Closed briannacote closed 5 years ago
Hey there. We haven't yet started integrating the LMP data, but it is part of the Sloan grant that we are currently working on, which runs through April of 2020, so we have to have some version of it integrated by then.
We'll start by looking at the work that Patrick Brown at MIT has done, as well as the PyISO project from WattTime. I believe Patrick was able to get close to a decade of data compiled. We've been assuming that we'll need to access the data directly through whatever web interface or API the various ISOs provide.
If you did need to stick with PostgreSQL, that should also be doable -- the script which takes the data packages and populates the SQLite database is ultimately relying on SQLAlchemy, which uses relatively similar interfaces for a variety of database back ends, and I think PostgreSQL is a superset of SQLite... so it might take some minor tweaks, but you could probably create a datapkg_to_postgres
script based on the datapkg_to_sqlite
script without too much pain.
Hi Zane, thank you for this information and the fast response. It's good to know for planning and usage.
I will check out the data package you are talking about. Since we already have things built up over the PostGres setup that would make things easiest. But we will take the time to evaluate what is best and decide if we should change for any reason as well.
Much appreciated! I'll go ahead and close this out.
As a follow-up from yesterday, I did take a stab at creating a "datapkg_to_postgres
".
Under the pudl_settings I created the last entry below:
{'pudl_in': '/Users/briannacote/Documents/GeneratorDataForWisdomInput/catalyst/pudl2',
'data_dir': '/Users/briannacote/Documents/GeneratorDataForWisdomInput/catalyst/pudl2/data',
'settings_dir': '/Users/briannacote/Documents/GeneratorDataForWisdomInput/catalyst/pudl2/settings',
'pudl_out': '/Users/briannacote/Documents/GeneratorDataForWisdomInput/catalyst/pudl2',
'sqlite_dir': '/Users/briannacote/Documents/GeneratorDataForWisdomInput/catalyst/pudl2/sqlite',
'parquet_dir': '/Users/briannacote/Documents/GeneratorDataForWisdomInput/catalyst/pudl2/parquet',
'datapackage_dir': '/Users/briannacote/Documents/GeneratorDataForWisdomInput/catalyst/pudl2/datapackage',
'notebook_dir': '/Users/briannacote/Documents/GeneratorDataForWisdomInput/catalyst/pudl2/notebook',
'ferc1_db': 'sqlite:////Users/briannacote/Documents/GeneratorDataForWisdomInput/catalyst/pudl2/sqlite/ferc1.sqlite',
'pudl_db': 'sqlite:////Users/briannacote/Documents/GeneratorDataForWisdomInput/catalyst/pudl2/sqlite/pudl.sqlite',
'pudl_db_postgres': 'postgresql://user:password@localhost:5432/postgres'}
I had to do a pip install psycopg2
.
I ran the following script: datapkg_to_sqlite --pkg_bundle_name pudl-example
.
And received the following error:
(pudl2) admins-MacBook-Pro:pudl2 briannacote$ datapkg_to_sqlite --pkg_bundle_name pudl-example
2019-09-20 14:44:22 [ INFO] pudl:113 Determining PUDL data management environment.

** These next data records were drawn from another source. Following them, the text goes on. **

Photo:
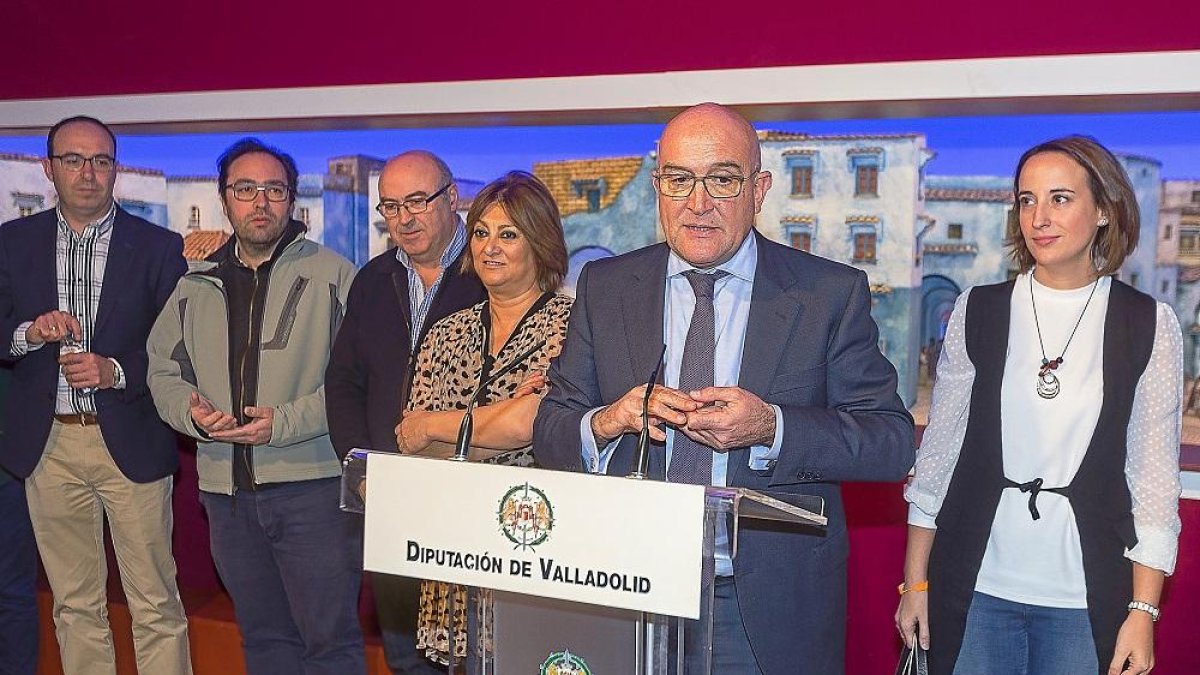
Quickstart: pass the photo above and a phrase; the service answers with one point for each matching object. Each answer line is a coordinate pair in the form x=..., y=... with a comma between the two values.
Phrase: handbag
x=913, y=661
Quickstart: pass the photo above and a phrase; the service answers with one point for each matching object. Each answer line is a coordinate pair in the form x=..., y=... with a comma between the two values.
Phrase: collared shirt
x=731, y=305
x=81, y=261
x=421, y=298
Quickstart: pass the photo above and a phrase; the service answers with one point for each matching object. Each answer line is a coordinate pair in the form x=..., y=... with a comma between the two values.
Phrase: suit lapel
x=45, y=278
x=642, y=314
x=775, y=305
x=120, y=257
x=400, y=286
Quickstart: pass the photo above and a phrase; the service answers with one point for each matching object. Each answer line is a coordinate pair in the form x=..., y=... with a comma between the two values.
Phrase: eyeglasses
x=414, y=205
x=719, y=185
x=75, y=161
x=249, y=191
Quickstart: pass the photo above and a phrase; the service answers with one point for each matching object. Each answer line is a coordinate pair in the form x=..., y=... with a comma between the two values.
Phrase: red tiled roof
x=199, y=244
x=789, y=136
x=952, y=249
x=969, y=195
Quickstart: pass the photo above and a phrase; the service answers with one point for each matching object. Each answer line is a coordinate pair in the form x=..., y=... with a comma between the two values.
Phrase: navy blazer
x=810, y=348
x=144, y=263
x=369, y=371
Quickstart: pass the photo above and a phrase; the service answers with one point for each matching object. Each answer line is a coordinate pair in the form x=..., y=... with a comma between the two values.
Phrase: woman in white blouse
x=1043, y=512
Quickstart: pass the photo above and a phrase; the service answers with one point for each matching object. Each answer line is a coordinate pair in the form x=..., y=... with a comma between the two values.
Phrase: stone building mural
x=865, y=199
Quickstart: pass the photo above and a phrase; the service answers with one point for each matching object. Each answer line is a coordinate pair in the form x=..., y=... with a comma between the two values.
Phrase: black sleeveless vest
x=1098, y=493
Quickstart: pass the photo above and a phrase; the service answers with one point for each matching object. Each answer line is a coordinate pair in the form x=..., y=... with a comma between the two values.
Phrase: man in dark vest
x=394, y=300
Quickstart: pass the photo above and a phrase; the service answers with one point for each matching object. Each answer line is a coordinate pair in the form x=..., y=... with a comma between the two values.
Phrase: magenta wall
x=57, y=49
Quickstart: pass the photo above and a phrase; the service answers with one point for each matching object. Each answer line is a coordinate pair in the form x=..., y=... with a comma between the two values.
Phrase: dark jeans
x=293, y=563
x=397, y=602
x=18, y=583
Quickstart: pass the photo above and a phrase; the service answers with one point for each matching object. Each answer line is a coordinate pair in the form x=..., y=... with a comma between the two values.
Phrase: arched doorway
x=580, y=257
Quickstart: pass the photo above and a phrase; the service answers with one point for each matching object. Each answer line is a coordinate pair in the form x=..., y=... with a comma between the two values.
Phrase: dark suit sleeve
x=574, y=390
x=171, y=266
x=9, y=321
x=346, y=380
x=863, y=432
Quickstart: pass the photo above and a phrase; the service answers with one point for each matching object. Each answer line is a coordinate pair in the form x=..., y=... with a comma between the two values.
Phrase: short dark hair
x=60, y=124
x=1114, y=197
x=249, y=145
x=533, y=210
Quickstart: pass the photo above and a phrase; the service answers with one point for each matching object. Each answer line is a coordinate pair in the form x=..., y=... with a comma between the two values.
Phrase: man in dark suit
x=793, y=396
x=81, y=286
x=393, y=303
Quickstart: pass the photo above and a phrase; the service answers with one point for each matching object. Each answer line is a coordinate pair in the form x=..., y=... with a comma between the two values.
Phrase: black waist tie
x=1033, y=488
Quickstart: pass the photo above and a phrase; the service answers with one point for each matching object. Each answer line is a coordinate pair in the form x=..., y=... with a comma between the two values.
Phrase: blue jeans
x=292, y=562
x=18, y=583
x=1008, y=638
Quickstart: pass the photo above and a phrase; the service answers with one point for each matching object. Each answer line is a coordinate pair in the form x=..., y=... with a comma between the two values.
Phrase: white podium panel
x=598, y=539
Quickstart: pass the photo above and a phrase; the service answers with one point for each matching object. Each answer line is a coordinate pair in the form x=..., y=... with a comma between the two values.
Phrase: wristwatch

2019-09-20 14:44:22 [ INFO] pudl:116 pudl_in=/Users/briannacote/Documents/GeneratorDataForWisdomInput/catalyst/pudl2
2019-09-20 14:44:22 [ INFO] pudl:117 pudl_out=/Users/briannacote/Documents/GeneratorDataForWisdomInput/catalyst/pudl2
2019-09-20 14:44:22 [ INFO] pudl:121 Flattening datapackages within pudl-example.
2019-09-20 14:44:22 [ INFO] pudl.convert.flatten_datapkgs:190 Checking for matching ETL parameters across data packages
2019-09-20 14:44:23 [ INFO] pudl.load.metadata:524 Validating the data package...
2019-09-20 14:44:27 [ INFO] pudl.load.metadata:530 Congrats! You made a valid data package!
2019-09-20 14:44:27 [ INFO] pudl:128 Converting flattened datapackage into an SQLite database.
2019-09-20 14:44:27 [ INFO] pudl.convert.datapkg_to_sqlite:49 Dropping the current PUDL DB, if it exists.
Traceback (most recent call last):
File "/Users/briannacote/anaconda3/envs/pudl2/lib/python3.7/site-packages/sqlalchemy/engine/base.py", line 1249, in _execute_context
cursor, statement, parameters, context
File "/Users/briannacote/anaconda3/envs/pudl2/lib/python3.7/site-packages/sqlalchemy/engine/default.py", line 552, in do_execute
cursor.execute(statement, parameters)
psycopg2.errors.ActiveSqlTransaction: VACUUM cannot run inside a transaction block
The above exception was the direct cause of the following exception:
Traceback (most recent call last):
File "/Users/briannacote/anaconda3/envs/pudl2/bin/datapkg_to_sqlite", line 10, in <module>
sys.exit(main())
File "/Users/briannacote/anaconda3/envs/pudl2/lib/python3.7/site-packages/pudl/convert/datapkg_to_sqlite.py", line 132, in main
pkg_name='pudl-all')
File "/Users/briannacote/anaconda3/envs/pudl2/lib/python3.7/site-packages/pudl/convert/datapkg_to_sqlite.py", line 52, in pkg_to_sqlite_db
pudl.helpers.drop_tables(pudl_engine)
File "/Users/briannacote/anaconda3/envs/pudl2/lib/python3.7/site-packages/pudl/helpers.py", line 746, in drop_tables
conn.execute("VACUUM")
File "/Users/briannacote/anaconda3/envs/pudl2/lib/python3.7/site-packages/sqlalchemy/engine/base.py", line 982, in execute
return self._execute_text(object_, multiparams, params)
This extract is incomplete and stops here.